Walking with them to the front door, I hug them all briefly before saying goodbye. Upon closing the door, I pick up my bags and take them back into my room. My head is thumping again, so I drop to my bed and pull the covers up over me, letting my sleep take over.

 

 

“Ade?” Haleigh says from beside me.

“What?” I answer, watching one of the new girls work on the pole while swallowing my drink.

She places her hand on my collar, running it down the front of me before dragging it over my crotch. I look up at her, eyebrows raised and a smirk on my face. Haleigh is cute, in that all-American girl kind of way, but she’s new. There’s no way this girl knows what she’s getting herself into—she’s about to, though. I grab onto her hand, push it down under my jeans, and bring my face up to hers. “Don’t bite off more than you can chew, sweetheart,” I say smirking at her while rubbing her hand all over the cock. She bites down on her lower lip and it pisses me off instantly.

“Don’t do that,” I say with my mouth set in a hard line.

“Do what?” she asks as she runs her teeth over her lip again.

I grip onto her lip and pull it out of her mouth roughly. “That. Don’t do it.”

The motion reminds me of my Kalie. The thought of Kalie has me picking up my drink and dropping it back fast. By this point, Haleigh is practically dry humping my leg. I push her off me forcefully before standing. Walking to the bar, I snatch a bottle of Johnny Walker and walk back to the table. I pull her by the hand, making her smile and stand. She begins following me to the room, the same room I snapped Gretchen off in, not too long ago. I close the door behind me while I watch as Haleigh lies back on the bed, removing her top and skirt, and then rubbing the spot next to her.

“Come on, big boy, show me if what I hear about you is true.”

I scrunch up my face in disgust. “You got balls coming into my room and saying that.”

I take another long pull of my drink, place it on the dresser and remove my top while unbuttoning my jeans. Her eyes look at me hungrily and I almost laugh. This girl is, first of all, way too fucking skinny. I hate fucking with girls this thin. They never have enough stamina because of their lack of calorie intake, and there’s no way their bodies are built to fuck a man like me—or rather—let a man like me fuck them. Not fucking appealing to me at all, give me Kalie’s perfect curves over this bullshit any fucking day. Fuck, thinking about Kalie again makes my dick rock hard instantly. I move over the bed and pull on Haleigh’s legs roughly.
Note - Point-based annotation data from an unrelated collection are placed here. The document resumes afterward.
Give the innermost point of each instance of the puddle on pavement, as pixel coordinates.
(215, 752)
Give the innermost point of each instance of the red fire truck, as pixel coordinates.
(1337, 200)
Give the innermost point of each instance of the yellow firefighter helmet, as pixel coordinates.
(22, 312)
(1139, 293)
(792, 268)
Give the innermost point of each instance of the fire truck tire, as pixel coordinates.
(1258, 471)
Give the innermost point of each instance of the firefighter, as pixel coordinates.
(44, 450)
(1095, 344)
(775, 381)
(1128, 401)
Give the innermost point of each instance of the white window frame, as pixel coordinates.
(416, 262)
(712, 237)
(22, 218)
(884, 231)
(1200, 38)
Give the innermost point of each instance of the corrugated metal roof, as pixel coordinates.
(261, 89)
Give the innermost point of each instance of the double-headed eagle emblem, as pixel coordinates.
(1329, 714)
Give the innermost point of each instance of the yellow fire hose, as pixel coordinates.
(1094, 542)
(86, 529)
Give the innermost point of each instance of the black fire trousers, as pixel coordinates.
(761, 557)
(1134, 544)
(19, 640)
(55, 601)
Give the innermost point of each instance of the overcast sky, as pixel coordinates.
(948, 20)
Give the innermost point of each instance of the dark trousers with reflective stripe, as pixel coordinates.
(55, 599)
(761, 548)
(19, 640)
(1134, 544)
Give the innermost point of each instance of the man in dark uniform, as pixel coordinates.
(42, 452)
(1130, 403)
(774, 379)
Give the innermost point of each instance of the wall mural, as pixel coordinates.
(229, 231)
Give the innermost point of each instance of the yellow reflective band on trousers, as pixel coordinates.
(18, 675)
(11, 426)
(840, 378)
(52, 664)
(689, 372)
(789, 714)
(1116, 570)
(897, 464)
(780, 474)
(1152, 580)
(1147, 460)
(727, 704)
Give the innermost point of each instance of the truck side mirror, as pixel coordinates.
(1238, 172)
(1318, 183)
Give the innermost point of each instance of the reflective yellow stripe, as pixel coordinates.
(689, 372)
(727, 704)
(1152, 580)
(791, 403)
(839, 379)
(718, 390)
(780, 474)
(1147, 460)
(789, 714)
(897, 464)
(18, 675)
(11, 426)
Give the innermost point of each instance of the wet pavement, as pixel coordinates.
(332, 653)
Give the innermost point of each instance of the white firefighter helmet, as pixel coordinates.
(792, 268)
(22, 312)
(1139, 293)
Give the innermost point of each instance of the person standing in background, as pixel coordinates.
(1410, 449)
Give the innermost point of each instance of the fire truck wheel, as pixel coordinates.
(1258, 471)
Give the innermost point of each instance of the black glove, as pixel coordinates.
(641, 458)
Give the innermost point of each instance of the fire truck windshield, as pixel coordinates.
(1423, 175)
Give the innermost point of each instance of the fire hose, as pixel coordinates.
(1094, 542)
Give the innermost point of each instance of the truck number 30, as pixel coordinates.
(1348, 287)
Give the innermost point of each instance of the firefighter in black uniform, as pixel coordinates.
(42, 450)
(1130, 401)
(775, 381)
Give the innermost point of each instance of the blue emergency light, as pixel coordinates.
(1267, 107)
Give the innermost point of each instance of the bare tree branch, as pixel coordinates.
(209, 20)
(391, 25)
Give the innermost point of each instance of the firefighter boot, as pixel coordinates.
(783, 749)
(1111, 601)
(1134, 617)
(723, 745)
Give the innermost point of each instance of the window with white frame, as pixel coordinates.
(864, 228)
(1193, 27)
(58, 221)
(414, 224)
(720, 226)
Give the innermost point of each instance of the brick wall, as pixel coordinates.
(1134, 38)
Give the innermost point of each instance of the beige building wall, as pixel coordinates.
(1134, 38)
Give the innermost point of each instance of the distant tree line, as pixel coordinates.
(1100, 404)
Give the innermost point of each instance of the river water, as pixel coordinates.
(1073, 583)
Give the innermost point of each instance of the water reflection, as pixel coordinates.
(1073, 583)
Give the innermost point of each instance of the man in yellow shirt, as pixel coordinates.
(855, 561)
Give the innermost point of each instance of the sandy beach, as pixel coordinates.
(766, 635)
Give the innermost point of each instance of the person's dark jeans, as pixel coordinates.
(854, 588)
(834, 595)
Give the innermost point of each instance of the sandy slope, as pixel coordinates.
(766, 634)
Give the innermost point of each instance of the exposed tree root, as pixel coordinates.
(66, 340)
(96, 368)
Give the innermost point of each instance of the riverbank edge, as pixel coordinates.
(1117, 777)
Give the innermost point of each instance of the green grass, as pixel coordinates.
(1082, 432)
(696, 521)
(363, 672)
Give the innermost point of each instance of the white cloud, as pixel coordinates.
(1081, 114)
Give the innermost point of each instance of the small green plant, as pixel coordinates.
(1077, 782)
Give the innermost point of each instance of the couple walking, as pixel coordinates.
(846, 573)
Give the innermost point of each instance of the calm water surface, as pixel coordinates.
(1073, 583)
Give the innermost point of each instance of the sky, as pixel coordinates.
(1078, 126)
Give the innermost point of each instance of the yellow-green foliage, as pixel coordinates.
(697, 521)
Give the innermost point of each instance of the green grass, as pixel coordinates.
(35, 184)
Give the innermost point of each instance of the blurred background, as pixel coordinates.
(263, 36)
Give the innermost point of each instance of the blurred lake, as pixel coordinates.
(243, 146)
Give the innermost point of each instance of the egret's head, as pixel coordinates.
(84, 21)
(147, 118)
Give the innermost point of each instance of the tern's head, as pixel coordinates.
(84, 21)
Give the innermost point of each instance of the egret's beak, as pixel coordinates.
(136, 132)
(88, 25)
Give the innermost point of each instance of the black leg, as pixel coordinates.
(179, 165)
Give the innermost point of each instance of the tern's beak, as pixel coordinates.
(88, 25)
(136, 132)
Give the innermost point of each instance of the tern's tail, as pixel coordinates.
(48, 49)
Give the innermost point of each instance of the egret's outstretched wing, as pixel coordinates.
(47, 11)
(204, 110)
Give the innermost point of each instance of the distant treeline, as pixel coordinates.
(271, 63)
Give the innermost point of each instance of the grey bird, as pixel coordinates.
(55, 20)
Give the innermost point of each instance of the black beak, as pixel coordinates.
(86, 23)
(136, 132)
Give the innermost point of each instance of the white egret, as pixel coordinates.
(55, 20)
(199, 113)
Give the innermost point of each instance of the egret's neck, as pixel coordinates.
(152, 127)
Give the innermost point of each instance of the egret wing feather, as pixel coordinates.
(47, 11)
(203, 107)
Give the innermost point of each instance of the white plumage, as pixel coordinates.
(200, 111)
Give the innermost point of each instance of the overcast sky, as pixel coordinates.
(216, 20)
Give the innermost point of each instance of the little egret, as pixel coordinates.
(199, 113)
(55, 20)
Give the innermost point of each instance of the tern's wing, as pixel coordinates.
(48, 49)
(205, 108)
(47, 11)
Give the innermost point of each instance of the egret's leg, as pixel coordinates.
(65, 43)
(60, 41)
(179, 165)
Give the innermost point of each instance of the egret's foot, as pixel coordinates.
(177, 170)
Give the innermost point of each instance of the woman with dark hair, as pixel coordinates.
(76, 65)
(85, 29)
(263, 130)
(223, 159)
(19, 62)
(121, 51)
I slide down her panties in one movement before pulling down my jeans. She wraps her hands around my neck, only for me to push them back down.

“Don’t,” I say to her.

Her face drops for a second until she sees my dick.

Cock-thirsty whore
.

I pull open the drawer next to the bed and snatch out a condom wrapper. Ripping if off, I roll it onto my dick. I rub my head over her clit slowly, then ram into her in one strong movement. She screams out loudly, and I put my hand over her mouth roughly.

“Fuck up, or I stop. Got it?” She nods her head quickly so I remove my hand.

I pull out of her and then slam back into her. It’s nothing but a motion, a routine. There’s nothing to it at all, it’s as though I’m fucking a faceless body. I would have more fun with my hand. The thought of this fucks me off, so I grip onto her neck while continuing to pound into her. I have to remind myself a few times to ease off my grip—the times when she starts to turn purple. When I feel her pussy clench around my dick, I flip her over and lift her ass into the air. I wrap her long black hair around my fist and yank on it so her head comes back. I continue to pound into her pussy again, trying to reach something—anything, that will push me over. Grabbing onto her neck with my hand that has her hair, the movement causes her to scream again in pleasure. The fucking sound fucks me off again and at this moment, I realize that I want to repeat the events of Gretchen all over again. I pull out of her as Kalie’s beautiful smile comes in full HD display in my head, giving me a flashback of a memory of us on the beach.